TIM MUELLER/AP PHOTO
It’s rare these days for a politician to garner a 77 percent approval rating, but Louisiana’s new governor, 37-year-old Indian-American Bobby Jindal, has made a brief yet storied career of defying expectations. Jindal, or “Bobby” to his constituents, received this massive bipartisan support in an April Southern Media and Opinion Research poll as his first 100 days in office ended. In the run-up to his landslide victory last year, the media celebrated Jindal’s impressive and precocious record: a Rhodes Scholar at 22, Louisiana secretary of health and hospitals at 24, Republican nominee for governor at 32, Congressman at 33. When he became governor, they were effusive. It seemed glorious that a Southern state could elect this dark-skinned man, so much so that the news reverberated globally; people in the Jindal family village in India were ecstatic, even though Bobby barely knows them. Such widespread and early popularity–although it took a recent hit over anger at a proposed pay hike for state legislators–indicates that Jindal’s base is broad enough to encompass Louisiana’s many disparate factions, from racist David Duke backers to liberal Democrats, who seemingly look past Jindal’s deeply conservative politics.
Never heard of Bobby Jindal? Then pay attention. There’s a good chance he’ll be John McCain’s vice presidential pick. Commentators on the right, including Rush Limbaugh, began touting Jindal as vice presidential material just days after the governor’s inauguration. Limbaugh sees Jindal as the “next Ronald Reagan,” conservative enough to counter McCain’s purported liberalism and charismatic enough to win over Democrats. In a May 5 New York Times column, neocon William Kristol described four McCain staffers’ excitement about Jindal while extolling Jindal’s youth, his “real accomplishments” and his “strong reformist streak.” McCain met with Jindal, Florida Governor Charlie Crist and former rival Mitt Romney over the Memorial Day weekend in what was widely considered a first round of veep vetting.
As the chorus grows in support of placing Jindal on the GOP ticket, he has begun to venture out of Louisiana and onto the national stage. Barely 100 days into his term, he was a guest on The Tonight Show, where he joked that while he is flattered to be considered a potential veep nominee, “I’ve got the job I want.” Jindal also made an appearance before the National Press Club just days after the Rev. Jeremiah Wright’s incendiary remarks and immediately won over the crowd with a self-deprecating crack: “I don’t intend on being as entertaining or as newsworthy as Reverend Wright.”

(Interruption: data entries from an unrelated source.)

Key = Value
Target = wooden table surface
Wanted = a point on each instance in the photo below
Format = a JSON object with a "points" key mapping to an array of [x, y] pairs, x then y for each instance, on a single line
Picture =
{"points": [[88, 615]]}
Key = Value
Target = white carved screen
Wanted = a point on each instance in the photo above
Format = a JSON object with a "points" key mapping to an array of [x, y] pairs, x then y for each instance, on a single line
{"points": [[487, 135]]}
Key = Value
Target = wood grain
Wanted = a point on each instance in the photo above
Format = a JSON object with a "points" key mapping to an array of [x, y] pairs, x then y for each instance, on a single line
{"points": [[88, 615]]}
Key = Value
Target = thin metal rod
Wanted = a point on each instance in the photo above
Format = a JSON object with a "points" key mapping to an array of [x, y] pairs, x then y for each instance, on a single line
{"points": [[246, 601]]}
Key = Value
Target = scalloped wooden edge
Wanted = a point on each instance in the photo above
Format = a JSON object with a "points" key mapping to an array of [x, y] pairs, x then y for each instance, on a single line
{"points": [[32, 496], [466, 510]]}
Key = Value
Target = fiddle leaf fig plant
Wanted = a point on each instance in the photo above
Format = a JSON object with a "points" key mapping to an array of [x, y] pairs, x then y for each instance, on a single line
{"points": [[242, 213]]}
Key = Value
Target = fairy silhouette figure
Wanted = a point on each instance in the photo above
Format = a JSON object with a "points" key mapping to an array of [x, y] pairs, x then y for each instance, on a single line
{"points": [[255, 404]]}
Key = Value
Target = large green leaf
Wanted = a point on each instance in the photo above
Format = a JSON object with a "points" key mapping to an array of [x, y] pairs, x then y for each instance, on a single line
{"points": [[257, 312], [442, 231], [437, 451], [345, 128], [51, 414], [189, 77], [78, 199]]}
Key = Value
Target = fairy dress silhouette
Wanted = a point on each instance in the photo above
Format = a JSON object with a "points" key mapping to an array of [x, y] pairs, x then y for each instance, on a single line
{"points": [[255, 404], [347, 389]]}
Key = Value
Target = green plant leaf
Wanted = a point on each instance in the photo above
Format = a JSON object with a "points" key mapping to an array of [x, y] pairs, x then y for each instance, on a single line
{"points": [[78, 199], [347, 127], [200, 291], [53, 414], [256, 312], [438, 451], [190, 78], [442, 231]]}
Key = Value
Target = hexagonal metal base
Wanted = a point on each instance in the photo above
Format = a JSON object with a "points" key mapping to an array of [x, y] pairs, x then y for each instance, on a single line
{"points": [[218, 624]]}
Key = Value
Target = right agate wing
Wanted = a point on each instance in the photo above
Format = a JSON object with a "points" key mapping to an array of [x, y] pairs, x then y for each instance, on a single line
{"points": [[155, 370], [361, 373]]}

Perhaps most appealing for Republicans is the widespread support Jindal won from lifelong Democrats before and after his election. (A common Democratic bumper sticker in Louisiana reads Proud to Be a Bobbycrat.) Even feminists and healthcare advocates have expressed admiration for him, although as health secretary under Republican Governor Mike Foster, Jindal presided over the shrinking of Medicaid coverage and the beginning of the privatization of Louisiana’s free hospitals. Nonetheless, his Democratic successor as health secretary, David Hood, has nothing but praise for Jindal, calling him “the best secretary of DHH that I have seen in thirty years in state government.” Hood says that Jindal was organized, able to generate excitement among staff and had long-term vision.